Tuesday, October 11, 2005

Between One o'clock and Forever

Lamar's for doughnuts, the bank to make the savings deposit, the jeweler to repair a bracelet, the auto service center to change the oil in the car, the grocery store for milk and fabric softener. That was our morning. Not too eventful.

I needed to stick close to home because the furnace repairman was coming between 1 oclock and forever. They never give you a definite time! So at 3 0clock "Rex" shows up. He's a throwback to the 50's with his crew cut and the hyper-proper way he keeps addressing me as "Mrs." The mechanism that turns the pilot light has broken from within and must be replaced he tells me. Okay that's all I need to know so do it.

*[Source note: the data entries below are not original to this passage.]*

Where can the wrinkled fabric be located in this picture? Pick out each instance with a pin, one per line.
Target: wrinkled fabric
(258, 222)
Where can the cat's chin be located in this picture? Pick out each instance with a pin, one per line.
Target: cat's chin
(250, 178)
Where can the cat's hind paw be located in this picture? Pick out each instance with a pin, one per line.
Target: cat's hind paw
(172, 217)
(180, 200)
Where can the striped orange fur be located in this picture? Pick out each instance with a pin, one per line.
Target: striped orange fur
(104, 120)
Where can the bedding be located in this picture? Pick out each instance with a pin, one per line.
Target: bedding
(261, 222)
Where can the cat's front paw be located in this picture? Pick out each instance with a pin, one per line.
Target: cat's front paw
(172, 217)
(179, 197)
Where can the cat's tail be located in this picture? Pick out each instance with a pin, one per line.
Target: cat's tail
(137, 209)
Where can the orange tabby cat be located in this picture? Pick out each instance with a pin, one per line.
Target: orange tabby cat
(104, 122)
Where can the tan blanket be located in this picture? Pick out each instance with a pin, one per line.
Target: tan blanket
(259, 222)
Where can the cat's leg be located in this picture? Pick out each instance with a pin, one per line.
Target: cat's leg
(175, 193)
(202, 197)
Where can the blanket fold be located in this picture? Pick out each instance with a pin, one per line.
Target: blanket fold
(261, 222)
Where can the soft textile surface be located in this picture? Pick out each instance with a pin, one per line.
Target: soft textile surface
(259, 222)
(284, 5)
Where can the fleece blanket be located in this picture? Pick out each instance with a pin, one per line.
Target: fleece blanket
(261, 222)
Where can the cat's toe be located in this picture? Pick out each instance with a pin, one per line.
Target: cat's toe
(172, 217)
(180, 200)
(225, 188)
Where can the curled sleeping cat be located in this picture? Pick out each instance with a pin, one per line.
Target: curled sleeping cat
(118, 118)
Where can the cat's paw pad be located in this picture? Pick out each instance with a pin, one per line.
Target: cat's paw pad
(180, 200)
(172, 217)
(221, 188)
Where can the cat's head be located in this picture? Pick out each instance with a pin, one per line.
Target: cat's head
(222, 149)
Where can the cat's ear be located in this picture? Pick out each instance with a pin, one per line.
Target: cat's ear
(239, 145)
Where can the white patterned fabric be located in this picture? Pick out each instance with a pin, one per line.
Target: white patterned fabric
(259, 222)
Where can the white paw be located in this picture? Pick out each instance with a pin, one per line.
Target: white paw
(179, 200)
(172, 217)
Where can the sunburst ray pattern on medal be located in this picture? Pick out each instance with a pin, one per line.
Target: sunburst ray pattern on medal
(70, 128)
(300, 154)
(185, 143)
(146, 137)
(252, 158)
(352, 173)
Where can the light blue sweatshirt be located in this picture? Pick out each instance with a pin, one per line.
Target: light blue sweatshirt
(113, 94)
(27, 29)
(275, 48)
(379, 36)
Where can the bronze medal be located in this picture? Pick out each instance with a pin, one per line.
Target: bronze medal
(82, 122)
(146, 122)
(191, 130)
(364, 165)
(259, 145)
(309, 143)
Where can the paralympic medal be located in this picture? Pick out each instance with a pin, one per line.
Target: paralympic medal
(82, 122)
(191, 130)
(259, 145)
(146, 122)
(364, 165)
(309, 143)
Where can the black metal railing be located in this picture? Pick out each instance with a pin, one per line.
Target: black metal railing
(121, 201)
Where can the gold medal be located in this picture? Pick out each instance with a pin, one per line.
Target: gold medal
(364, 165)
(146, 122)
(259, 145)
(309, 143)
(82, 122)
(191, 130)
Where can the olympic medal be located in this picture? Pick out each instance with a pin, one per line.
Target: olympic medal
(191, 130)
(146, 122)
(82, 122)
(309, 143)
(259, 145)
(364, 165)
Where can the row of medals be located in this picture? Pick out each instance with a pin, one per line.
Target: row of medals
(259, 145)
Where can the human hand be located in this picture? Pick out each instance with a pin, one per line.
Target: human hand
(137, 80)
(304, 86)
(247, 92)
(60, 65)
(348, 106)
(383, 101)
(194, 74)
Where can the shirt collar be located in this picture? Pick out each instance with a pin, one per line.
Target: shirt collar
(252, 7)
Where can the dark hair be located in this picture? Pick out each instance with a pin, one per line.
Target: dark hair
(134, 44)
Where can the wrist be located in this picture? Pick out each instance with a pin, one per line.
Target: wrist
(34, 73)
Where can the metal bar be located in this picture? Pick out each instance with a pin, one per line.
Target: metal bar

But like many repairmen he is overexplaining to show he's a good repairman. He wants to tell me all about the inner workings of the damaged piece and how it has five something-or-others like you find in an automobile and says "you know" like I might know that part, and tells me the government won't allow him to disassemble the part because a couple of incompetents blew themselves up and there were lawsuits and now the part must be replaced completely and can't be until tomorrow and I'm thinking that's very interesting but can I get back to the harmony of my afternoon and the oreo cookie I had to set aside when he tapped the garage door uttering, "Mrs?"

Peace again. The phone hasn't even rung all afternoon. The rest of the world doesn't know about us or seem to care. Sometimes I relish that remoteness, sometimes I feel forgotten. Overall, it's up to me how engaged I want to be with the world. I think often about a woman my husband knew growing up. She was the mother of one of his friends. Her name was Thelma and she never left her house or changed out of her housecoat. She lived on coffee, cigarettes and Valium. My husband of course had no explanation for her odd behavior, but I suspect every mother in the world can fill in the blanks.

Thelma had obviously given up. She was that one mother that got sucked up into the vortex called Oblivion. Who knows who of us will fall into it next? Throughout my years raising children I have reflected on this woman I never met and wondered at what point did she make the decision to cross over to Oblivion? And then, why stay there appearing content to blow cigarette smoke through the screen door forevermore? When I was a young mother imagining her frightened and threatened me, but after I'd logged a few years I began to imagine her in a different way--kind of the same way a nine-to-fiver might envy a street bum his freedom. Maybe there was some pleasure in Oblivion I hadn't considered. It certainly couldn't be very taxing and then there's that cozy,"It's four o'clock and I'm still wearing my pajamas" feeling. Still, Thelma remains to me the woman I never want to become.

1 comment:

Anonymous said...

Hi Aunt Kelli, Uncle Robert, and Cousin Allison!

We are enjoying reading Aunt Kelli's blog and hearing about your Mexican adventure!